What’s wrong? wondered Rusty. I spoke to Somi in fever, not in anger, but my words were angry. Now I am miserable, fed up. Oh, hell . . .
He closed his eyes and shut out everything.
He opened his eyes to laughter. Somi’s face was close, laughing into Rusty’s.
‘Of what were you dreaming, Rusty, I have never seen you smile so sweetly!’
‘Oh, I wasn’t dreaming,’ said Rusty, sitting up, and feeling better now that Somi had returned. ‘I am sorry for being so grumpy, but I’m not feeling . . .’
‘Quiet!’ admonished Somi, putting his finger to the other’s lips. ‘See I have settled the matter. Here is a coconut for you, and here is a cucumber for me!’
They sat cross-legged on the bed, facing each other; Somi with his cucumber, and Rusty with his coconut. The coconut milk trickled down Rusty’s chin and on to his chest, giving him a cool, pleasant sensation.
Rusty said, ‘I am afraid for Kishen. I am sure he will give trouble to his relatives, and they are not like his parents. Mr Kapoor will have no say, without Meena.’
Somi was silent. The only sound was the munching of the cucumber and the coconut. He looked at Rusty, an uncertain smile on his lips but none in his eyes; and, in a forced conversational manner, said, ‘I’m going to Amritsar for a few months. But I will be back in the spring, Rusty, you will be all right here . . .’

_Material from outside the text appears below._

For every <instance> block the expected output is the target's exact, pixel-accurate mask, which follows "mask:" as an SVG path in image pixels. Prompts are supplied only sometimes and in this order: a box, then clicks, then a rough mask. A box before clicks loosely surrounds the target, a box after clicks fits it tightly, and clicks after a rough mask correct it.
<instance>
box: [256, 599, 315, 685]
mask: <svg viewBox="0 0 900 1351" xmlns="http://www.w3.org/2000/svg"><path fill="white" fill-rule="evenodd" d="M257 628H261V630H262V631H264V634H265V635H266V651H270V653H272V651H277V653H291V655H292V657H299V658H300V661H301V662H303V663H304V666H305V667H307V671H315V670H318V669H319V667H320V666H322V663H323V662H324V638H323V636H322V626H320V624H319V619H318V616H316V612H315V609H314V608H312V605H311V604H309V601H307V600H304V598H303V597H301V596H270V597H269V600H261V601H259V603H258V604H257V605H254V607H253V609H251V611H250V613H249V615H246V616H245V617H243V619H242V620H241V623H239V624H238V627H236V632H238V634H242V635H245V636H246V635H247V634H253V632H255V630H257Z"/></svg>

This news was so unexpected that for some time Rusty could not take it in. The thought had never occurred to him that one day Somi might leave Dehra, just as Ranbir and Suri and Kishen had done. He could not speak. A sickening heaviness clogged his heart and brain.
‘Hey, Rusty!’ laughed Somi. ‘Don’t look as though there is poison in the coconut!’
The poison lay in Somi’s words. And the poison worked, running through Rusty’s veins and beating against his heart and hammering on his brain. The poison worked, wounding him.